Date: Mon, 23 May 2022 03:14:20 +0000

On 2022-05-22 14:14 +0000, Ryan Prior wrote:
> ------- Original Message -------
> On Sunday, May 22nd, 2022 at 8:00 AM, Foo Chuan Wei 
> <chuanwei.foo@hotmail.com> wrote:
>
> > The shell in the environment where packages are built ignores SIGINT
> > and SIGQUIT. If I add `(invoke "sh" "-c" "trap")` to a custom build
> > phase
>
> That executes a shell which traps and then immediately exits. By the
> next step of the build phase execution it's already gone.
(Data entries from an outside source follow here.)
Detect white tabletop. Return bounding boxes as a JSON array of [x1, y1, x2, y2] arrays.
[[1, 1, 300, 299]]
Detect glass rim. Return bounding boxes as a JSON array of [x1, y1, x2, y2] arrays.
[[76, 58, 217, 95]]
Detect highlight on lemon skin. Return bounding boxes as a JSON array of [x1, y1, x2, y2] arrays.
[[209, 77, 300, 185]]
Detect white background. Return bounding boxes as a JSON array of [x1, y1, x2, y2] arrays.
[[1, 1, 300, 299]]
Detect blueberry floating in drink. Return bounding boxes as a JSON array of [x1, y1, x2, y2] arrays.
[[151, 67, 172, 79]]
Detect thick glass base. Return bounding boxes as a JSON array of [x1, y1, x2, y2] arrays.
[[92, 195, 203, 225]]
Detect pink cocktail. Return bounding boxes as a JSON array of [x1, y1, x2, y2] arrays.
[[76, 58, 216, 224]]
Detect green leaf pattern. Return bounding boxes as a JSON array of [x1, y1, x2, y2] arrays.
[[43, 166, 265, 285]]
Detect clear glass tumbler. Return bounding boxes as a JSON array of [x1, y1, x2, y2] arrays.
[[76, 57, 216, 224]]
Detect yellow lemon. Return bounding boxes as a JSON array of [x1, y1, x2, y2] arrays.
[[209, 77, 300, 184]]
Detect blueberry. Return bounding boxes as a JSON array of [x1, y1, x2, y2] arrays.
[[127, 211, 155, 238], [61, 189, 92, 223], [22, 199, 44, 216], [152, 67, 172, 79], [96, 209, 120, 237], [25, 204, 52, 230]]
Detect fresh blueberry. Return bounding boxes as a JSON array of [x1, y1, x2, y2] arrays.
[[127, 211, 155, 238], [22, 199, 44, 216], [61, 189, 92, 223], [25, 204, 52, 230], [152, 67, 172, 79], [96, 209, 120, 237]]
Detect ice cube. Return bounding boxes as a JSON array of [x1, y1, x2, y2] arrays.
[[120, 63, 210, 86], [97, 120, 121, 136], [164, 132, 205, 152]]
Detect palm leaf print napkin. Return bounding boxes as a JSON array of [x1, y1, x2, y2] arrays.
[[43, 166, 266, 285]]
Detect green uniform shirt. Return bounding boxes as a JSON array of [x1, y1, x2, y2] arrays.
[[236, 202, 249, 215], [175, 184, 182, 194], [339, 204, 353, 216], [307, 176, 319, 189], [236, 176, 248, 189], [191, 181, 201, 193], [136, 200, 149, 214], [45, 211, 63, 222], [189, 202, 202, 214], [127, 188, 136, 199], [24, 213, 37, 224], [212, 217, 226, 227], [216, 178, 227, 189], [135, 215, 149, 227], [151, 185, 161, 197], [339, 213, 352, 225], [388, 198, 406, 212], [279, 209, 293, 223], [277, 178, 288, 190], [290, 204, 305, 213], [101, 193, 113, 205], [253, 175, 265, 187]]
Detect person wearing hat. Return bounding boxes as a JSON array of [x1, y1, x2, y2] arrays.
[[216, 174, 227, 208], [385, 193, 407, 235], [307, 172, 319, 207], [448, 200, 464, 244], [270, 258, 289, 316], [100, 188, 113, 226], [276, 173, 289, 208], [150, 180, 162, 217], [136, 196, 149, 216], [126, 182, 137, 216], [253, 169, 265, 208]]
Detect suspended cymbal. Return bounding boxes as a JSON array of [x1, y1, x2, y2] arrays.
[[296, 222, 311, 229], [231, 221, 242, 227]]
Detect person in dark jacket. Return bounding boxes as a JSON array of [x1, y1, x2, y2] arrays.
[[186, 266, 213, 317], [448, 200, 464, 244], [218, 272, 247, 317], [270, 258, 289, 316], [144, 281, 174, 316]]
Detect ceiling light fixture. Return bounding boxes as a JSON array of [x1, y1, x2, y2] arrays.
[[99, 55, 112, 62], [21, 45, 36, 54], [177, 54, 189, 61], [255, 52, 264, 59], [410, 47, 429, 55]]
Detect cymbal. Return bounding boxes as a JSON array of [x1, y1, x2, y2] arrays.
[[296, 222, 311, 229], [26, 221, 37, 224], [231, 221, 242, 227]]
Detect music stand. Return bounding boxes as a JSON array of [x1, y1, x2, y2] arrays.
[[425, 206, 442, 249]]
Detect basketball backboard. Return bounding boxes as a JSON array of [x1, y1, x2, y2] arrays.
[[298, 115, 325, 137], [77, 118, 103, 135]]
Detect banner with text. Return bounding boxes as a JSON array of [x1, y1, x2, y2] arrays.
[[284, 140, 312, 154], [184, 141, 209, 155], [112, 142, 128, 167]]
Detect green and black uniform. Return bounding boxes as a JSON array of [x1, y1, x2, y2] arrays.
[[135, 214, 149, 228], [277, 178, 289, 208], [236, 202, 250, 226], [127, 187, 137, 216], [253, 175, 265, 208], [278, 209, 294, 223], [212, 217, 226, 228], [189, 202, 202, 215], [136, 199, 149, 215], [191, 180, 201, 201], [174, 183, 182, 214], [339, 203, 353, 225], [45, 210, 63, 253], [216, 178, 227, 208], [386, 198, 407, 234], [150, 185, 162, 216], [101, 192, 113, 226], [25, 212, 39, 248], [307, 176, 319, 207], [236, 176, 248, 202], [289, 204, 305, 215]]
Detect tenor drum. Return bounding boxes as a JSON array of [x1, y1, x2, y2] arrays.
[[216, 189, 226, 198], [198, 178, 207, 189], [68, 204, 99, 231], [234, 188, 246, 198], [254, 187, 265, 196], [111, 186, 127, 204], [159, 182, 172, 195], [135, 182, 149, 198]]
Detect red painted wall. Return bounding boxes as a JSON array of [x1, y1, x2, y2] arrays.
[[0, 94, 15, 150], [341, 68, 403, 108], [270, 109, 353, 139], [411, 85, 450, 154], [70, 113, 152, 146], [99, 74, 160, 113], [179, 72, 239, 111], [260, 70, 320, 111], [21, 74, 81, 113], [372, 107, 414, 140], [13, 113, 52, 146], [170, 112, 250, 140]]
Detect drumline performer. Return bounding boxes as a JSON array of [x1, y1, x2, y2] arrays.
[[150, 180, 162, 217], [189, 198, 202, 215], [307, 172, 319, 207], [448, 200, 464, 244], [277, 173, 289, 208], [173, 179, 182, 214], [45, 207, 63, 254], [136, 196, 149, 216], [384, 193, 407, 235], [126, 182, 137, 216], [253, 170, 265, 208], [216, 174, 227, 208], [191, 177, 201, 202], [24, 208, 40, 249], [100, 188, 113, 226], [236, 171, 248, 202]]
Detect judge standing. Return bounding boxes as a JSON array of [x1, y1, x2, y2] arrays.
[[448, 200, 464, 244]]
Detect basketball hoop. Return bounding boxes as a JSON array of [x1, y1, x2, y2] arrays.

The shell
> isn't ignoring you - it's not running at all.

`(invoke "sh" "-c" "trap")` is merely a trivial example for
demonstrating that the shell ignores SIGINT and SIGQUIT. This might be
significant if the build step invokes the shell to do something more
significant (e.g. to build something).

Anyway, I found that this behavior is possibly related to one specified
by POSIX [1]:

> 2.11. Signals and Error Handling
>
> If job control is disabled (see the description of set -m) when the
> shell executes an asynchronous list, the commands in the list shall
> inherit from the shell a signal action of ignored (SIG_IGN) for the
> SIGINT and SIGQUIT signals.

To reproduce:
Method 1:
$ set +m
$ bash -c 'trap' &

Method 2:
$ bash -c 'bash -c "trap" &'

Output:
trap -- '' SIGINT
trap -- '' SIGQUIT

Method 2 probably shows what is happening in Guix.

> Sounds extremely cursed.
:D
Do you have a solution to this problem?